Groq’s Tensor Streaming Processor (TSP) architecture is capable of 1 PetaOp/s performance on a single chip implementation. The Groq architecture is the first in the world to achieve this level of performance, which is equivalent to one quadrillion operations per second, or 1e15 ops/s. Groq’s architecture is also capable of up to 250 trillion floating-point operations per second (FLOPS).
The Groq architecture is many multiples faster than anything else available for inference, in terms of both low latency and inferences per second. Inspired by a software-first mindset, Groq’s TSP architecture provides a new paradigm for achieving both compute flexibility and massive parallelism without synchronization overhead of traditional GPU and CPU architectures.
The architecture can support both traditional and new machine learning models, and is currently in operation on customer sites in both x86 and non-x86 systems. It is designed specifically for the performance requirements of computer vision, machine learning and other AI-related workloads. Execution planning happens in software, freeing up valuable silicon real estate otherwise dedicated to dynamic instruction execution.

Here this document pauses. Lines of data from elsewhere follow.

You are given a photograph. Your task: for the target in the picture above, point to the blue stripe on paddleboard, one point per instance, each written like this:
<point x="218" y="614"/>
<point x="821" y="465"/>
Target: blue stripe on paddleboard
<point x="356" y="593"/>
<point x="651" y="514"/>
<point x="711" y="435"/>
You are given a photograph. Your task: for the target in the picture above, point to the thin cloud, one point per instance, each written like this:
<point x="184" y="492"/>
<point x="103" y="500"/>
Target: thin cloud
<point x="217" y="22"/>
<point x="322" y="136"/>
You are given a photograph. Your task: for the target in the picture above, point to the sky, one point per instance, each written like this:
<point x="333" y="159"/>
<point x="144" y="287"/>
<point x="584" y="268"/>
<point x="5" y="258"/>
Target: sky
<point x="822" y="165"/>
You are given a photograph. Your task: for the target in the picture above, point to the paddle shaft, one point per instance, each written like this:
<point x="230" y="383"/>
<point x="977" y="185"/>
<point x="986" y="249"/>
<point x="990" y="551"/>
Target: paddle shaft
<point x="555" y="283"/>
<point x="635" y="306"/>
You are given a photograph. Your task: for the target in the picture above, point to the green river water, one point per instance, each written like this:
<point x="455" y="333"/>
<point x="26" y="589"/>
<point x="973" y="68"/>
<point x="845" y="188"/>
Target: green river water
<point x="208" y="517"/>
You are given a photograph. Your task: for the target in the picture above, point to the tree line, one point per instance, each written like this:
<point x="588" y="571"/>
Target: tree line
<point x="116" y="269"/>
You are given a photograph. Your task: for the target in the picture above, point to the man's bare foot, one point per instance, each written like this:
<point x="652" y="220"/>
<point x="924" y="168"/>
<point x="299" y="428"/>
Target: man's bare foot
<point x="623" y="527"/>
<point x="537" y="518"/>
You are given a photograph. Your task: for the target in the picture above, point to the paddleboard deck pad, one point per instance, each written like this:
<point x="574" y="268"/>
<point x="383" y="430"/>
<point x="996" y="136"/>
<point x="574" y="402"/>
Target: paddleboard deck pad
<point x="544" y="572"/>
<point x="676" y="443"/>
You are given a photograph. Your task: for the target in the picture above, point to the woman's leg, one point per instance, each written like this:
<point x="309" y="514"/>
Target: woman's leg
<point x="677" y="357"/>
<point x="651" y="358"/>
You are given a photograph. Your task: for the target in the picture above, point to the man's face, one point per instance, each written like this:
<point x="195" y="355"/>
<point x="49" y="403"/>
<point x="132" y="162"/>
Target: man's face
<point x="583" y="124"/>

The tight control provided by this architecture provides deterministic processing that is especially valuable for applications where safety and accuracy are paramount. Compared to complex traditional architectures based on CPUs, GPUs and FPGAs, Groq’s chip also streamlines qualification and deployment, enabling customers to simply and quickly implement scalable, high performance-per-watt systems.
Ideal for deep learning inference processing for a wide range of applications, the Groq solution is designed for a broad class of workloads. Its performance, coupled with its simplicity, makes it an ideal platform for any high-performance, data- or compute-intensive workload.